3.2.1.4. Simulation study

We saw earlier that we can generate random outcomes according to the hypergeometric probability distribution, rather than having to program the urn sampling from scratch.

simulations_fast = np.random.hypergeometric(ngood=468, nbad=43270, nsample=21869, size=500000)
np.mean(simulations_fast)
234.010756
plt.hist(simulations_fast, bins=30)
#plt.axvline(0.57, color='red', linestyle='dashed', linewidth=2)
plt.title('Approximate Sampling Distribution')
plt.ylabel('# of Simulations')
plt.xlabel('Count of Cases in the Treatment Group')
Text(0.5, 0, 'Count of Cases in the Treatment Group')
../../_images/theory_random_assignment_12_1.png

In our simulation, we repeated the process of random assignment to the treatment group 500,000 times. Indeed, we found that on average there were 234 cases of disease in the treatment group. The histogram of outcomes shows that not one of the 500,000 simulations had as few as 117 cases or fewer. It would be an extremely rare event to see so few cases of COVID-19, if in fact the vaccine was not effective.

np.std(simulations_fast)
10.761876430644612

3.2.1.5. Vaccine Efficacy

Vaccine Efficacy (VE) is measured by comparing the risk of disease among vaccinated and unvaccinated persons:

\[ \frac{\textrm{Risk among unvaccinated group} − \textrm{Risk among vaccinated group}} {\textrm{Risk among unvaccinated group}},\]

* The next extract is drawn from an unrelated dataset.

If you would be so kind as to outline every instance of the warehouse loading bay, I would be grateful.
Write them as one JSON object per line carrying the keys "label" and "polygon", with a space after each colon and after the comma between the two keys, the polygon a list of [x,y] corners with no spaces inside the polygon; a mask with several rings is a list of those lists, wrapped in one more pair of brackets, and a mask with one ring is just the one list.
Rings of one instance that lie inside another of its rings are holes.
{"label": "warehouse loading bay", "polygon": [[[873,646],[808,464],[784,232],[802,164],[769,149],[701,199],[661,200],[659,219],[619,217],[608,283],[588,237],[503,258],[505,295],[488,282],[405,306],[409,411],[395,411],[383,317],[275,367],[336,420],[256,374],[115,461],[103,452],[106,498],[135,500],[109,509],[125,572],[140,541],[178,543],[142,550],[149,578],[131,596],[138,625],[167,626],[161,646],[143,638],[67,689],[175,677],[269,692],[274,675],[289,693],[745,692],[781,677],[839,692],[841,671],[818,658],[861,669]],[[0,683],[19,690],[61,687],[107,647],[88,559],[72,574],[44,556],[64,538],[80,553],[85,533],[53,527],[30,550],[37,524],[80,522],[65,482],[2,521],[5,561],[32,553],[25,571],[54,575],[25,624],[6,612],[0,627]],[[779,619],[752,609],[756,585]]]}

where, e.g., the risk among unvaccinated is the proportion of unvaccinated who contracted COVID.

Since the two groups had the same number in each, we can compute the efficacy as:

(351 - 117) / 351
0.6666666666666666

The Centers for Disease Control sets a standard for VE of 50% when deciding whether to adopt a new vaccine. This would be equivalent to how many cases in the treatment group?

468/3
156.0

We can see from the histogram that none of the simulations yielded as few or fewer than 156 cases in the treatment group. Furthermore, when it came to preventing severe cases of Covid, the J&J vaccine was over 80% effective, and no deaths were observed in the treatment group.

The Johnson & Johnson vaccine received emergency approval in spring 2021, and expects to receive full approval by the FDA in fall 2021. The Mayor of Detroit retracted his original statement, saying “I have full confidence that the Johnson & Johnson vaccine is both safe and effective.”